Writing to our doctors
Here is a copy of the letter I am sending to my doctors:
Dear Dr. [xx],
I am your patient at [medical group name]. I am writing to call your attention to an article in this week's New England Journal of Medicine, ( http://content.nejm.org/cgi/content/short/352/1/3 ) reviewing evidence that military doctors have participated in torture of detainees. Salon.com (http://www.salon.com/news/feature/2005/01/07/docs_and_torture/index.html ) provides this summary of the article:
The NEJM article accuses doctors of violating professional ethics by passing detainee health records to military intelligence and by watching interrogation sessions. It also describes collaboration with interrogators in which doctors and medics helped set the parameters for abuse, determining 72-hour "sleep management" schedules for detainees, approving bread and water regimens for those subjected to "dietary manipulation," and sanctioning long periods of isolation.
At Guantánamo and at Abu Ghraib in Iraq, doctors had the final say on the interrogation plan for each detainee. "The medic would screen him and ensure he was fit for interrogation ... After that the medic would watch over the interrogation from behind the glass," the article quotes a military police commander as saying.

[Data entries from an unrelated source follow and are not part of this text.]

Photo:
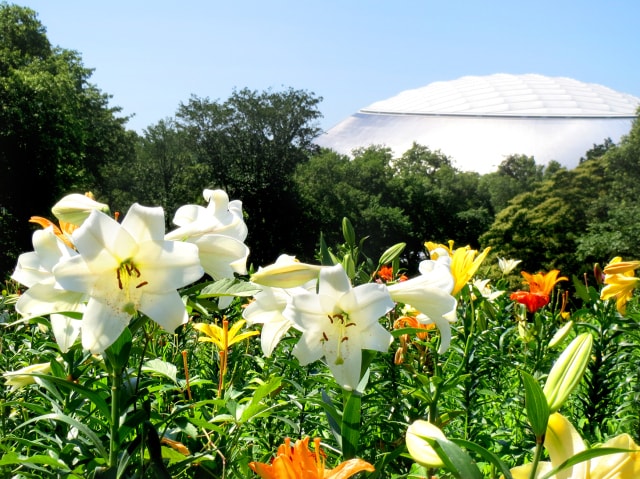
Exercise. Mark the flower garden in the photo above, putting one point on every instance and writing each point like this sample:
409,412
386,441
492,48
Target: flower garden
132,352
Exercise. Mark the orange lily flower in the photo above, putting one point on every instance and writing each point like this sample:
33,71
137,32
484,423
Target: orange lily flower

The AMA has an official policy on torture (http://www.ama-assn.org/ama/pub/category/8421.html). It reads, in full:
Torture refers to the deliberate, systematic, or wanton administration of cruel, inhumane, and degrading treatments or punishments during imprisonment or detainment.
Physicians must oppose and must not participate in torture for any reason. Participation in torture includes, but is not limited to, providing or withholding any services, substances, or knowledge to facilitate the practice of torture. Physicians must not be present when torture is used or threatened.

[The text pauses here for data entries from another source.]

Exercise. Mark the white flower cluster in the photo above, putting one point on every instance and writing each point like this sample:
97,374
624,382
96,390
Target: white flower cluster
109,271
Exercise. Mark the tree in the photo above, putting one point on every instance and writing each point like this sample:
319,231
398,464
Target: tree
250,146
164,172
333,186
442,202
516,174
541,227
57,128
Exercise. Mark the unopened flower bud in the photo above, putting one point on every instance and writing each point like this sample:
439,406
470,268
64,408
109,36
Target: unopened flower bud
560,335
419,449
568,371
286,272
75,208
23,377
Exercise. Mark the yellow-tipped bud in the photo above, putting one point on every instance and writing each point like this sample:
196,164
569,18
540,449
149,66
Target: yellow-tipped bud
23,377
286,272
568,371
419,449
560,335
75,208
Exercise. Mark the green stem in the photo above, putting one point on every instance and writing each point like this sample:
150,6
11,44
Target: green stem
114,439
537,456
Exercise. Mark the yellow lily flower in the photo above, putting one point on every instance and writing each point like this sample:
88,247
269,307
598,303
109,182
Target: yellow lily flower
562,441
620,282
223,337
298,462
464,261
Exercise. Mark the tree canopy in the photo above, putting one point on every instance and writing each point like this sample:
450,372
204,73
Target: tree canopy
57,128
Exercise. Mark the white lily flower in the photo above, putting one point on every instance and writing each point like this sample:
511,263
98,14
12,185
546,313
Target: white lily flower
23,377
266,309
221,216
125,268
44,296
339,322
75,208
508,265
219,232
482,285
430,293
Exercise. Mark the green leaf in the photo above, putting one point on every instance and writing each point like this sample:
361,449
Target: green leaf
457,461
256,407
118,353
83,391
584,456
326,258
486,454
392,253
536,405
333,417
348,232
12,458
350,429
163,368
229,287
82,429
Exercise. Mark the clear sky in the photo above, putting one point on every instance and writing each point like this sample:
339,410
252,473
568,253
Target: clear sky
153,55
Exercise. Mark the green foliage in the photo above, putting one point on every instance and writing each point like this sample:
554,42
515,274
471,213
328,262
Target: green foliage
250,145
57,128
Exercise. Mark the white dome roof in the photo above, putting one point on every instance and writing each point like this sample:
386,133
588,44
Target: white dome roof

Physicians may treat prisoners or detainees if doing so is in their best interest, but physicians should not treat individuals to verify their health so that torture can begin or continue. Physicians who treat torture victims should not be persecuted. Physicians should help provide support for victims of torture and, whenever possible, strive to change situations in which torture is practiced or the potential for torture is great. (I, III) [my emphasis]
Given this information, I call on you and the other members of your practice to issue a statement condemning any participation by medical personnel in the torture of detainees.
I urge you to contact your medical associations and your colleagues and tell them that you oppose the participation of doctors in torture and that the medical community must come together now and take a strong stand against torture.
And I urge you to contact your patients and ask them to do the same.
Only by taking action personally can you adhere to the AMA's guidelines regarding torture, as quoted above, and to the Hippocratic Oath. Every day that we do not take action on this issue is another day we must all look in the mirror and admit that we, too, are torturers.
I realize there are physician's organizations actively working to stop these practices. You may even belong to one. But if you are anything like me and most of the other people I know, you leave the 'politics' to the organization. I feel quite reluctant sending this letter, as though it's somehow inappropriate to ask you what, as a doctor, you are doing to keep doctors from participating in torture. Who am I to ask? But I am asking, because I believe that only by holding each other personally responsible for what is being done in our name will we act to stop it.
I don't want to be a torturer. Do you?